Human Judgement
I watched an excellent 45 seconds by Nate B Jones (here) which resonated with me as it aligns with how we are thinking about AI in our workflows.
AI is changing software engineering, but its not the one-dimensional impact as some people might think.
Nate frames this really well - it helps to think about this in three layers.
First, there is the work of generating artifacts. This includes specs, code, tests, docs, plans, summaries, analyses, and POCs. This is the part of the job where AI is having the biggest impact. The cost of producing a first pass has fallen dramatically and with well-thought intent and context AI produces good output.
Second, there is judgment and accountability. Someone still has to decide whether the generated output is correct, safe, maintainable, aligned with our standards, and appropriate for the business. Someone still has to own the decision that work is ready ship.

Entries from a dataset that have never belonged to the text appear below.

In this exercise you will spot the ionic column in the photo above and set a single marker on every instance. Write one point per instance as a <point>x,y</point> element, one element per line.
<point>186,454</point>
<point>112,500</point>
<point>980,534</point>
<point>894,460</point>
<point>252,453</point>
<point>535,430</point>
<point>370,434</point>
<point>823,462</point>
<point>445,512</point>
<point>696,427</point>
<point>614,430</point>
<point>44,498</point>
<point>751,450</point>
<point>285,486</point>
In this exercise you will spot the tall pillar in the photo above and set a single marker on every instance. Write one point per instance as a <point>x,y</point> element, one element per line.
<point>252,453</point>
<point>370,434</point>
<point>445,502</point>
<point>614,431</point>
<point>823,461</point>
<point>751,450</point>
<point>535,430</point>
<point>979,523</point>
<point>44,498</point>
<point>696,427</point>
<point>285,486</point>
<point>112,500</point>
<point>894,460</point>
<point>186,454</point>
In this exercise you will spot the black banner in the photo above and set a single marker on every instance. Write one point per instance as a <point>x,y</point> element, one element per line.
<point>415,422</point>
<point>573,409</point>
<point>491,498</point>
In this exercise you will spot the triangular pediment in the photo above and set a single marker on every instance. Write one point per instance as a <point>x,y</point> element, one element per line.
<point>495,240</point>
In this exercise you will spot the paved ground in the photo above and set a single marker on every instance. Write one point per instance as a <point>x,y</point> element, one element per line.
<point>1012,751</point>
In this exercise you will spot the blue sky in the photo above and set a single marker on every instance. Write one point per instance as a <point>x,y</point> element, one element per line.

Third, there is execution in the real world. In software, that means operating production systems, managing risk, handling incidents, working through dependencies, and delivering outcomes under real constraints - something AI doesn't do well (today) and requires a human level of autonomy AI doesn't currently possess.
AI is strongest in the first layer. It is increasingly helpful in the second. It does not remove the third.
So the real shift is not that engineers become unnecessary. It is that generation becomes cheaper, while judgment, system understanding, and ownership become even more valuable.
That is the mindset we should have as engineering teams. We use AI to accelerate but do not confuse generated output with completed engineering.
AI can produce options. Engineers are still responsible for choosing the right one and making it work well in practice.